Hong Kong health authorities are warning against mosquito bites after a second man in a week tested positive for Japanese encephalitis.
The 55-year-old man was admitted to North District Hospital in the New Territories on July 4 after experiencing fever and vomiting.
Public broadcaster RTHK is reporting that the Center for Public Health Protection is treating the case as a local infection because the patient has no recent travel history outside Hong Kong.
The man’s wife and son have not shown any symptoms.
Japanese encephalitis is carried by the aedes albopictus mosquito and spreads in humans through the bloodstream.
Health experts are investigating a pig farm in Sheung Ma Tseuk Leng, near the patient’s residence, which might be the source of the infection.
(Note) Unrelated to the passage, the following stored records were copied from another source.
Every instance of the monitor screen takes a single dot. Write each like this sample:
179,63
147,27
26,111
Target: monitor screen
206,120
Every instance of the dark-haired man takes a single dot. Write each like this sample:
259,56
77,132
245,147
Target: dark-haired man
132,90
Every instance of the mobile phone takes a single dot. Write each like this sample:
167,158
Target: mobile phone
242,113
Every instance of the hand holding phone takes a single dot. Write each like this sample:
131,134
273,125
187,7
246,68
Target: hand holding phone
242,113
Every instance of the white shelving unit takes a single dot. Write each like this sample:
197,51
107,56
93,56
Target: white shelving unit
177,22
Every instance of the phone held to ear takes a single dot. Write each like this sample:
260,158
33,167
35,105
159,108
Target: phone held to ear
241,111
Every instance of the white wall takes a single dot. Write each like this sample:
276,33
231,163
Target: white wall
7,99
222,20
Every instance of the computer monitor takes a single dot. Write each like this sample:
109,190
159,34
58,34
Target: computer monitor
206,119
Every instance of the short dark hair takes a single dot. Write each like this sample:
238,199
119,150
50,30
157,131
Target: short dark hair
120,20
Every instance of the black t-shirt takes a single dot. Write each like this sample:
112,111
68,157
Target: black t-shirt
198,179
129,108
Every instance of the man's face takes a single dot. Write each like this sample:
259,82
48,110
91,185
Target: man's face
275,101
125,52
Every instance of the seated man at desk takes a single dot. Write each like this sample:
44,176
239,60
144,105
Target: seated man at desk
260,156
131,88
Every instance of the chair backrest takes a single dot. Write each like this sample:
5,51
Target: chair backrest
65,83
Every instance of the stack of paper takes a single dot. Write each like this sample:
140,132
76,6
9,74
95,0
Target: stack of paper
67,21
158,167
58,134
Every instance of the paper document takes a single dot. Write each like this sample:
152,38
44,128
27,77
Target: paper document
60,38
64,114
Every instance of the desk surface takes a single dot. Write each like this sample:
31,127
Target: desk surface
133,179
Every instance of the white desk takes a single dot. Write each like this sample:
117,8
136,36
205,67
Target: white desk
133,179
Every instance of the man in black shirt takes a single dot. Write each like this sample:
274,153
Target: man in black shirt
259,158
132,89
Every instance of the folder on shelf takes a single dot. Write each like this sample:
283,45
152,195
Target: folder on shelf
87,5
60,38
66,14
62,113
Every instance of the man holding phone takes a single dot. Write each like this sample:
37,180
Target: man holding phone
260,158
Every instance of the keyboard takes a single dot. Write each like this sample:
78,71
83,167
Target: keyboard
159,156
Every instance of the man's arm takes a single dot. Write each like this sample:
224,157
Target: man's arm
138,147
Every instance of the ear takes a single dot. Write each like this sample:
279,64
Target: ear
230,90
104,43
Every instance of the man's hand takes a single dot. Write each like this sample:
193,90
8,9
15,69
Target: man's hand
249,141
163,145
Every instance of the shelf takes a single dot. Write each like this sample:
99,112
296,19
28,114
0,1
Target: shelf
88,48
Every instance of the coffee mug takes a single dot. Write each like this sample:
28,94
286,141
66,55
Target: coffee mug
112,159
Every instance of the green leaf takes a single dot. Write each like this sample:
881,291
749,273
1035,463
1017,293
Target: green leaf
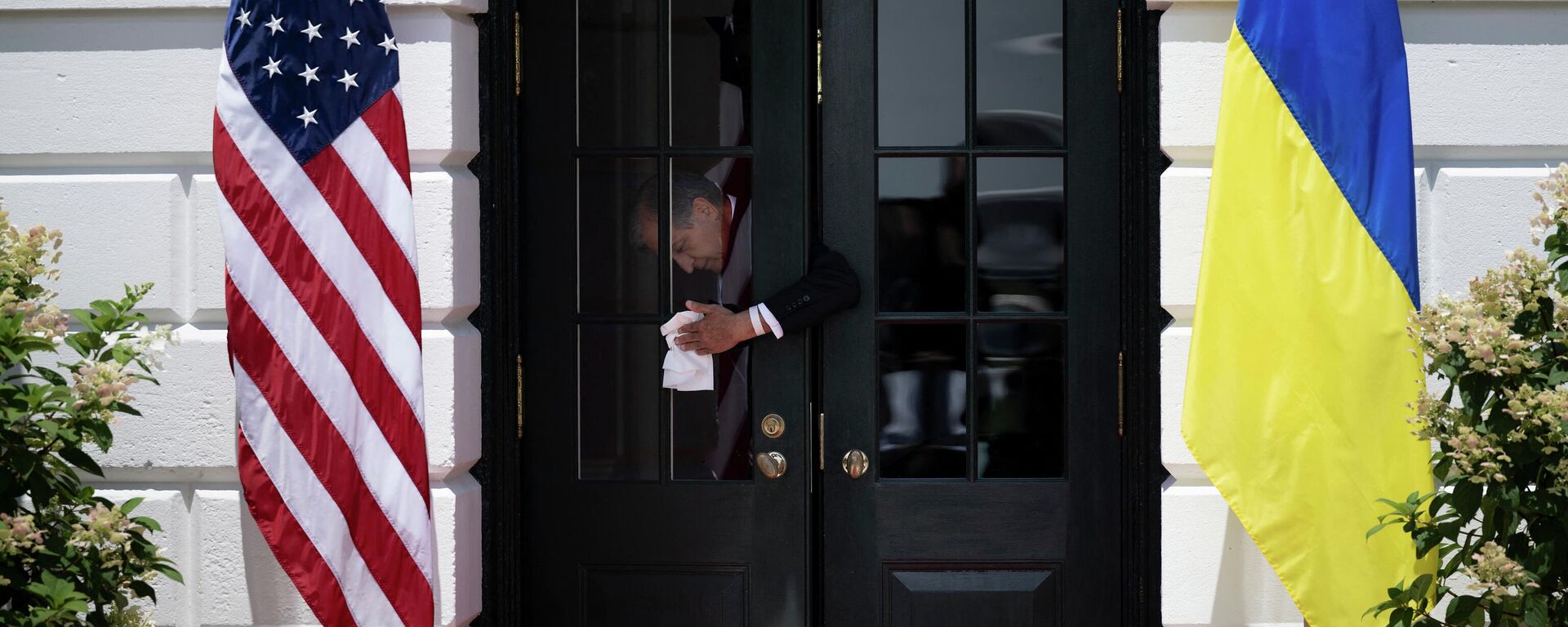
1467,499
80,460
105,306
143,589
1535,610
52,376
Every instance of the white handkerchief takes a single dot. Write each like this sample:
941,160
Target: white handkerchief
686,371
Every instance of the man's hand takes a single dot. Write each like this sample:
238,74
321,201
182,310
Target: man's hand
719,331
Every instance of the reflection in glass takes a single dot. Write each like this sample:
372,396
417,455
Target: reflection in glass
921,73
1018,73
709,73
1019,235
1019,389
710,262
922,412
617,73
618,402
921,238
613,274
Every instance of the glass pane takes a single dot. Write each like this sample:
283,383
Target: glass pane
617,73
922,412
710,262
618,402
1018,73
1019,235
617,235
921,73
1021,398
709,73
921,240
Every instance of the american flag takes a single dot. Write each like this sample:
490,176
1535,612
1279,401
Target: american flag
311,154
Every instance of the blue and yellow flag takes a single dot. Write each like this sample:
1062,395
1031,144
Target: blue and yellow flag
1300,369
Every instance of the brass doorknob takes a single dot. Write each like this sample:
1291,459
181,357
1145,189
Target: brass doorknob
855,463
772,465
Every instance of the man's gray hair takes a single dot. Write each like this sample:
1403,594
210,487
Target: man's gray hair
684,189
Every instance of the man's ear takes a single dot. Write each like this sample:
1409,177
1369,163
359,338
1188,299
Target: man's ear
705,209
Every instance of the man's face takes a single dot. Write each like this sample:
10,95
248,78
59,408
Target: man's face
697,247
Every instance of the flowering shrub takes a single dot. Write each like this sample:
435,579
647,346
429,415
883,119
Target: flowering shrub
66,555
1498,524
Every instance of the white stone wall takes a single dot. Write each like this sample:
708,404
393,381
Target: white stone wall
1487,121
105,127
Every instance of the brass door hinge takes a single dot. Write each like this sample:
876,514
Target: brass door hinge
516,54
1120,395
819,66
1118,51
822,436
519,397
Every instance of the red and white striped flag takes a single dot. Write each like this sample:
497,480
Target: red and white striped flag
311,154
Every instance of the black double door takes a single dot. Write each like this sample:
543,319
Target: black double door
944,453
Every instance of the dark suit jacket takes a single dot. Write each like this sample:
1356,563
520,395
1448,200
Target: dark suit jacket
828,287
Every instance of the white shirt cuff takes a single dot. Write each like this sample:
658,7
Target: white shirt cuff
773,323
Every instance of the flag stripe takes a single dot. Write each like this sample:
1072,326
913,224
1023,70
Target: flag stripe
380,180
385,119
294,549
322,291
296,269
368,231
1322,61
325,392
310,504
364,226
320,229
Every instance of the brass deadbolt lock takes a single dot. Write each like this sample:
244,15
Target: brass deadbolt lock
772,425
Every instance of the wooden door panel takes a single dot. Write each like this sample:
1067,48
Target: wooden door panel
966,594
979,373
626,521
664,596
971,521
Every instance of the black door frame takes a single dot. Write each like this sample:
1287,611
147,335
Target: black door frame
499,167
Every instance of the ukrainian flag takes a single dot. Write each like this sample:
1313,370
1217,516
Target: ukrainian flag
1300,369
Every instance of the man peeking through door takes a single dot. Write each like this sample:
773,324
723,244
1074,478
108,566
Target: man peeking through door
710,237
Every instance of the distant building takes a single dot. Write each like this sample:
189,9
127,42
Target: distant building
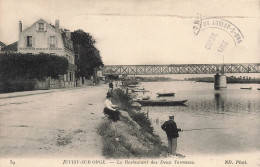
10,48
42,37
2,45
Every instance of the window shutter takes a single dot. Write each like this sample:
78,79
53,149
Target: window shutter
32,41
45,29
48,41
56,41
37,27
25,41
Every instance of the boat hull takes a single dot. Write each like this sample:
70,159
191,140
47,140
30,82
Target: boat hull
161,103
247,88
165,94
Meanwhile, a 68-year-old man, who was diagnosed with the infection on June 30, remains in critical condition in a hospital, according to Apple Daily.
Ho Pak-leung, president of the Center of Infection in the University of Hong Kong, urged the public to take preventive measures to avoid mosquito bites.
Aedes albopictus, which is also a carrier of dengue fever, is resistant to pesticides, Southern Metropolis Daily reported, citing the Guangdong Provincial Center for Disease Control and Prevention.
Director He Jian-gen said the insect developed increased resistance to chemicals after the heavy use of pesticides during a dengue outbreak in Guangdong province last year.